William hadn’t told her this on the airport run. Jack had a knack of getting clients to open up.

‘What about friends?’ Jack was asking the right questions.

‘None. At the funeral, it was just me and his wife.’

‘What’s her name?’

Any minute surely Jack would say he had seen Rick Frost jump off the platform. All these questions was him letting Frost down gently.

‘Tallulah.’ Frost frowned. Stella nearly pointed out that he would have to accept personal questions if they agreed to take the case. She avoided commenting on the name, partly suspecting him of making it up.

‘You don’t know what or who was threatening him?’ Jack finished his water.

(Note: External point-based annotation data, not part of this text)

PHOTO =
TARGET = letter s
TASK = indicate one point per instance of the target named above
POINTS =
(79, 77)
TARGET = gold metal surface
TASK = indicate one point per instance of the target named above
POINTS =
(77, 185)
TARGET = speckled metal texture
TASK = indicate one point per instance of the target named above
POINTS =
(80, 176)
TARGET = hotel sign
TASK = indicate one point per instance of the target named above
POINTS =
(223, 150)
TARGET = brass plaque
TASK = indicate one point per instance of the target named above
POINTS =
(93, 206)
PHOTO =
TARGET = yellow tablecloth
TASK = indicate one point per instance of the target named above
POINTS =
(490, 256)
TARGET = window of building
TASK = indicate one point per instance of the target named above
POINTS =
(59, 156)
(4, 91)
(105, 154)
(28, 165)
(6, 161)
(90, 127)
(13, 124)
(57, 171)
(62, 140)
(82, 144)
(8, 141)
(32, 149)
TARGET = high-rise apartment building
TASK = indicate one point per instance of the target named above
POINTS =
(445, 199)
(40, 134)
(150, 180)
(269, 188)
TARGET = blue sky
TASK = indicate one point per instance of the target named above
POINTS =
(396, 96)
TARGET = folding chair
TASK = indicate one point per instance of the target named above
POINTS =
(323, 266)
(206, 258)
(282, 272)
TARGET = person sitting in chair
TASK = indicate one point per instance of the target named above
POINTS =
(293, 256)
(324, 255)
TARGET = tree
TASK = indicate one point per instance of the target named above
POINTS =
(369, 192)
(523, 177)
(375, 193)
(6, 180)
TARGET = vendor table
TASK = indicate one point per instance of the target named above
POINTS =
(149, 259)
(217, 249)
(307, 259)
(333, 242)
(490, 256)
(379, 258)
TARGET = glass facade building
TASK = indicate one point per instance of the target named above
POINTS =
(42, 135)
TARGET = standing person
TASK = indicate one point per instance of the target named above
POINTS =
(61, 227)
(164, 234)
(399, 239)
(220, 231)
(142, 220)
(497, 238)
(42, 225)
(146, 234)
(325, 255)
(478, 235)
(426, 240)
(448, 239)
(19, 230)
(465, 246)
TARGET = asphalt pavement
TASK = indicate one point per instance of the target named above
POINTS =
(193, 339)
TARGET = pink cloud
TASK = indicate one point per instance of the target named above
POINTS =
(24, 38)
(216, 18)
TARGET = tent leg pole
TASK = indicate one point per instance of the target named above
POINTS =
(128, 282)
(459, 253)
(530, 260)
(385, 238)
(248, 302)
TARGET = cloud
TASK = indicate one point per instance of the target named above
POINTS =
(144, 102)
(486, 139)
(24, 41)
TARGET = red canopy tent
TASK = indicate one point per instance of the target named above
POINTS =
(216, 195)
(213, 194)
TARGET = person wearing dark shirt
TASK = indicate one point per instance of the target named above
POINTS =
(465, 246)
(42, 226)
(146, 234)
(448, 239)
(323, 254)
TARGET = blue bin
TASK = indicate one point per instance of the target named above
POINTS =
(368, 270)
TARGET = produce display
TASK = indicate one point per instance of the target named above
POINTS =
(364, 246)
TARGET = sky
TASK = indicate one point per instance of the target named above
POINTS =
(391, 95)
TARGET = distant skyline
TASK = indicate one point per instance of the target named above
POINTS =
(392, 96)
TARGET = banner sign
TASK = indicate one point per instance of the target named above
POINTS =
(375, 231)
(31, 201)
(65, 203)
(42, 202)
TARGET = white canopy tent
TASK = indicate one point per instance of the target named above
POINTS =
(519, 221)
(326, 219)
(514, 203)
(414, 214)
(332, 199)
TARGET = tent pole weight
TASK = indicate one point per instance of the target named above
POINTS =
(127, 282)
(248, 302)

‘No, but as I say, it’s worth checking out his clients.’ He wiped a hand down his face. ‘I hardly ever saw Rick. I meant to say last time that it’s my fault I didn’t get that last call from him. If I had, think I would have put him off. I was on an all-nighter to finish a job – I’m a graphic designer, we have tight deadlines. If I’d not had my phone on silent maybe he’d be alive.’

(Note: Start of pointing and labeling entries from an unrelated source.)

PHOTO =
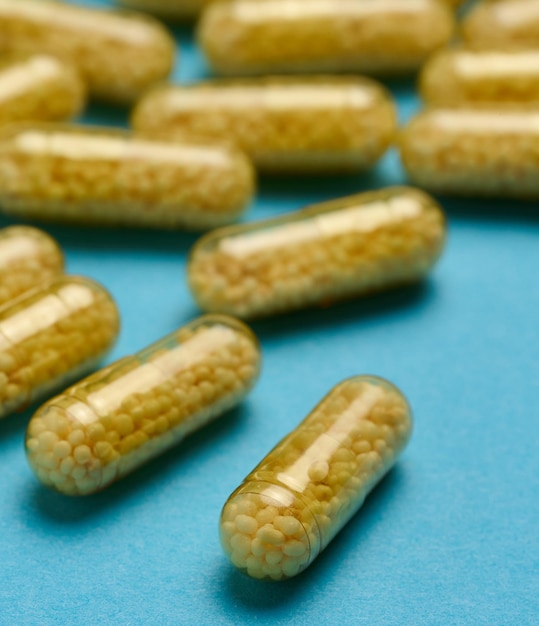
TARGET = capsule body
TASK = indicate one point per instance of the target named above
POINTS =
(51, 336)
(104, 427)
(112, 177)
(283, 124)
(474, 152)
(118, 55)
(324, 253)
(309, 486)
(29, 258)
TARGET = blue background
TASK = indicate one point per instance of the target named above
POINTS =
(449, 537)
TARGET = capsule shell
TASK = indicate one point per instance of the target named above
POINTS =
(299, 497)
(29, 258)
(112, 177)
(378, 37)
(490, 152)
(104, 427)
(51, 336)
(327, 252)
(283, 124)
(119, 55)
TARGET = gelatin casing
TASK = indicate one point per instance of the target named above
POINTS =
(285, 124)
(110, 177)
(489, 152)
(106, 426)
(28, 259)
(309, 486)
(380, 37)
(324, 253)
(51, 336)
(119, 55)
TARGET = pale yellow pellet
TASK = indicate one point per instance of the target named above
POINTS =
(299, 519)
(112, 177)
(292, 124)
(364, 36)
(328, 252)
(97, 436)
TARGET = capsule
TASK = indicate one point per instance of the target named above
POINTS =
(309, 486)
(327, 252)
(112, 177)
(323, 124)
(104, 427)
(119, 55)
(29, 258)
(490, 152)
(51, 336)
(378, 37)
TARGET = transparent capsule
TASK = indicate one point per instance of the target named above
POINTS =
(104, 427)
(299, 497)
(52, 336)
(111, 177)
(29, 258)
(283, 124)
(491, 152)
(365, 36)
(119, 55)
(324, 253)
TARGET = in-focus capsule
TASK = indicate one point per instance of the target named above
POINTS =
(104, 427)
(365, 36)
(112, 177)
(119, 55)
(324, 253)
(52, 336)
(474, 151)
(283, 124)
(29, 258)
(309, 486)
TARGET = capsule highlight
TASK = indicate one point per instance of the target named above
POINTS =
(119, 55)
(325, 124)
(52, 336)
(29, 258)
(310, 485)
(325, 253)
(111, 177)
(484, 152)
(104, 427)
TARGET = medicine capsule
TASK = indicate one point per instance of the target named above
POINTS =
(112, 177)
(51, 336)
(283, 124)
(119, 55)
(365, 36)
(492, 152)
(327, 252)
(29, 258)
(309, 486)
(104, 427)
(454, 77)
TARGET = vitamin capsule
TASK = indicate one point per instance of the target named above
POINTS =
(111, 423)
(119, 55)
(283, 124)
(327, 252)
(52, 336)
(481, 76)
(309, 486)
(28, 258)
(111, 177)
(39, 87)
(365, 36)
(477, 152)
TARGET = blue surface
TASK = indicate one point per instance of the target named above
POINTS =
(449, 537)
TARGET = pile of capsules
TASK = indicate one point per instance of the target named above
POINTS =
(189, 162)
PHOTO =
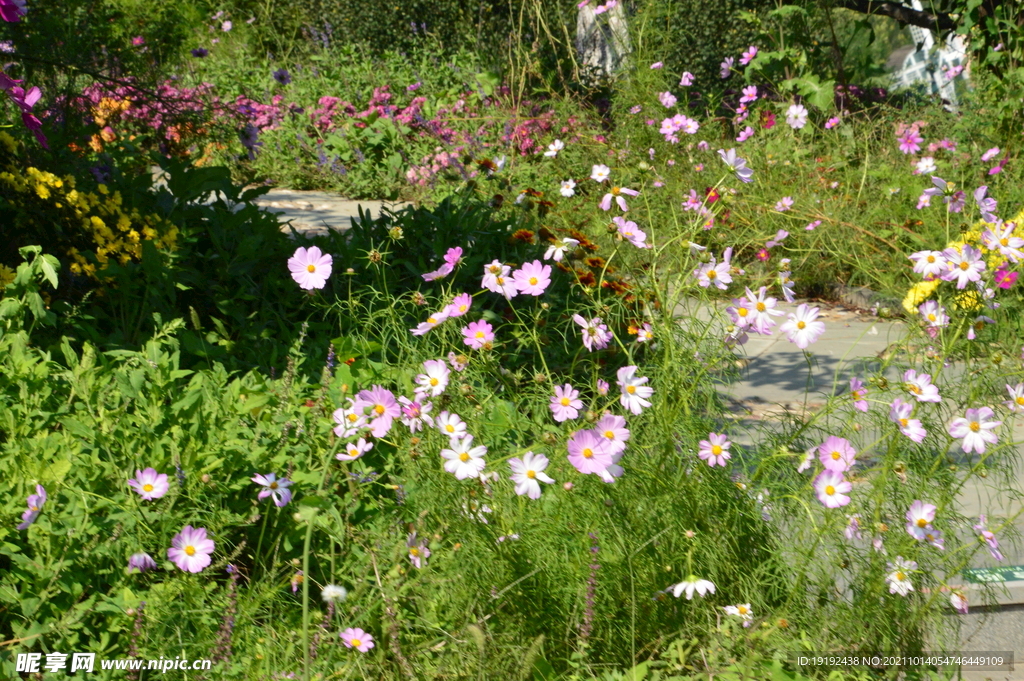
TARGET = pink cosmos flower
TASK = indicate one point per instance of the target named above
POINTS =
(148, 483)
(715, 272)
(595, 333)
(976, 429)
(380, 407)
(35, 507)
(921, 386)
(356, 638)
(140, 562)
(899, 413)
(565, 405)
(803, 329)
(634, 392)
(432, 322)
(527, 473)
(929, 263)
(837, 454)
(833, 488)
(418, 551)
(415, 414)
(909, 141)
(589, 452)
(919, 519)
(354, 450)
(965, 264)
(616, 194)
(478, 335)
(715, 450)
(857, 392)
(434, 379)
(988, 537)
(532, 279)
(310, 267)
(274, 487)
(464, 460)
(190, 549)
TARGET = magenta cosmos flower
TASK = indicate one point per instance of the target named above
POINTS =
(310, 267)
(634, 392)
(380, 407)
(589, 452)
(190, 549)
(837, 454)
(802, 329)
(832, 488)
(565, 403)
(278, 490)
(715, 450)
(148, 483)
(976, 429)
(478, 335)
(532, 279)
(527, 473)
(356, 638)
(35, 506)
(595, 333)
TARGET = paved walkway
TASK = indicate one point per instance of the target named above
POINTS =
(776, 378)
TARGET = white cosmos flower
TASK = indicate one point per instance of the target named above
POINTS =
(691, 584)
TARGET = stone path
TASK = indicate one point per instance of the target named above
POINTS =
(775, 379)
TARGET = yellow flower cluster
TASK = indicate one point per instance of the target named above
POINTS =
(922, 291)
(114, 230)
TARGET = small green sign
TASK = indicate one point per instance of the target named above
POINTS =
(985, 575)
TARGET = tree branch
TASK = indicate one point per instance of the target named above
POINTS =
(939, 22)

‘If he was murdered, it didn’t matter,’ Stella said, less to reassure than to be precise.

‘Then I had a couple of constables at my door asking me to come and see Tallulah. I did try ringing him, even though they told me they believed it was his body at the station. Idiotic. Got his voicemail and assumed the police had his phone – in those situations they don’t answer – but later I found out it was missing. Another reason why I think he was murdered. He was dead, how could he get rid of his phone?’

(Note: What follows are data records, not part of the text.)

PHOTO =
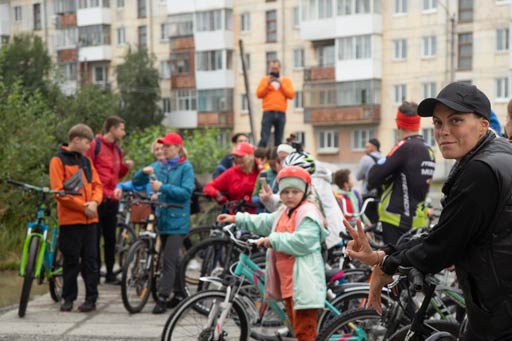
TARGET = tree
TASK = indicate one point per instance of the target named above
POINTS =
(137, 80)
(26, 59)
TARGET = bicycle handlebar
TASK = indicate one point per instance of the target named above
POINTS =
(47, 190)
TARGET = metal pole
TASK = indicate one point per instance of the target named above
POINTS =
(247, 90)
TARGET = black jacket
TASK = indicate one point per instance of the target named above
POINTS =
(475, 234)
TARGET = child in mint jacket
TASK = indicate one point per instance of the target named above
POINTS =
(294, 235)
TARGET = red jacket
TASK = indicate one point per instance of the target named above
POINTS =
(234, 182)
(108, 163)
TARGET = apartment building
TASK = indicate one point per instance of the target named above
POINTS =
(352, 62)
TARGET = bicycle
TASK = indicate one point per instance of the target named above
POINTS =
(40, 258)
(142, 268)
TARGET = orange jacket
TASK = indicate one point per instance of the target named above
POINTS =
(275, 100)
(70, 208)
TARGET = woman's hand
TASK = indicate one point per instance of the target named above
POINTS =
(225, 218)
(359, 247)
(379, 280)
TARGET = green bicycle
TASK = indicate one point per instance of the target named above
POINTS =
(40, 258)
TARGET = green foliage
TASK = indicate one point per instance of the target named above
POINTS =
(90, 105)
(26, 60)
(27, 129)
(137, 80)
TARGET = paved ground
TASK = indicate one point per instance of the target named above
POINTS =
(44, 321)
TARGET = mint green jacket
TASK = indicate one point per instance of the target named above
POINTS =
(309, 289)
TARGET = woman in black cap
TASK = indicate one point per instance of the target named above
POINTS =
(474, 232)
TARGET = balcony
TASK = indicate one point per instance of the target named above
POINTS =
(94, 16)
(365, 114)
(215, 119)
(95, 53)
(319, 73)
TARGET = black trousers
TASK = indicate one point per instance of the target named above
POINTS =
(107, 213)
(80, 254)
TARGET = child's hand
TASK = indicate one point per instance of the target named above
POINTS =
(265, 242)
(225, 218)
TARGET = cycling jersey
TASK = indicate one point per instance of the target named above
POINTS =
(405, 175)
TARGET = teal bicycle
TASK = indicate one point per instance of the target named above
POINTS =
(40, 258)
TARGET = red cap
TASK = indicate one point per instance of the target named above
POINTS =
(243, 148)
(171, 138)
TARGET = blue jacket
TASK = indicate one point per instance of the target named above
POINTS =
(177, 187)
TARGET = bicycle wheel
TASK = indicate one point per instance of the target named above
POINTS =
(136, 280)
(29, 275)
(185, 323)
(125, 238)
(56, 281)
(207, 258)
(451, 327)
(362, 324)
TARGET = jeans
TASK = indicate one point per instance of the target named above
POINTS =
(78, 246)
(277, 119)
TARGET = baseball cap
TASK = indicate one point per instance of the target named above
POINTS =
(461, 97)
(171, 138)
(243, 148)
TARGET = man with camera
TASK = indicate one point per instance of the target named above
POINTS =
(274, 90)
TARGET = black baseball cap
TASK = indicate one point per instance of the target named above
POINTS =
(461, 97)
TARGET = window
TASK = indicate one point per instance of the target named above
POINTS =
(181, 25)
(209, 60)
(66, 38)
(429, 46)
(400, 6)
(68, 71)
(209, 21)
(165, 71)
(357, 47)
(400, 49)
(143, 36)
(94, 35)
(428, 136)
(328, 140)
(180, 62)
(215, 100)
(271, 26)
(245, 22)
(166, 104)
(429, 89)
(298, 58)
(465, 10)
(296, 17)
(121, 36)
(502, 89)
(244, 103)
(325, 55)
(465, 48)
(18, 13)
(502, 36)
(270, 56)
(184, 100)
(400, 93)
(360, 137)
(141, 8)
(37, 17)
(100, 74)
(429, 5)
(297, 101)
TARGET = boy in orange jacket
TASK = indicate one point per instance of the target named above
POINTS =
(78, 216)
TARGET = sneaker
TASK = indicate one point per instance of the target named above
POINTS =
(66, 306)
(87, 307)
(112, 279)
(160, 307)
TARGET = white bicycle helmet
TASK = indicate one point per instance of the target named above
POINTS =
(302, 160)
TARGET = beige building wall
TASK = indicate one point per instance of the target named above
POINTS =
(256, 46)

‘What did the police say?’ Stella asked.

‘They thought it had been stolen by kids. Then when it hit the news that it had belonged to a dead man, they dumped it. Station staff found it a couple of weeks later, under the platform at Ealing Broadway.’

‘Sounds likely.’ Stella felt bound to defend Cashman and his team, who seemed in fact to have it sewn up. ‘Who has it now?’

‘Me. The police kept it, but it’s been wiped so they found nothing on it so gave it to me. Odd, don’t you think?’ He laid a black iPhone down on the table. Its silver case looked to Stella as if it was bullet-proof.

Stella was grateful that Frost had brought them something tangible.

‘Odd and not odd,’ Jack murmured serenely. He was looking at his street atlas.

Stella was impatient. Jack didn’t need the
A–Z
to tell Frost that he had been at the station, that he had seen his brother die and knew it was suicide. It was time to end this charade. She caught the words Chiswick Mall on the page; Chiswick Mall was the street where Mrs Carr’s husband had texted her from.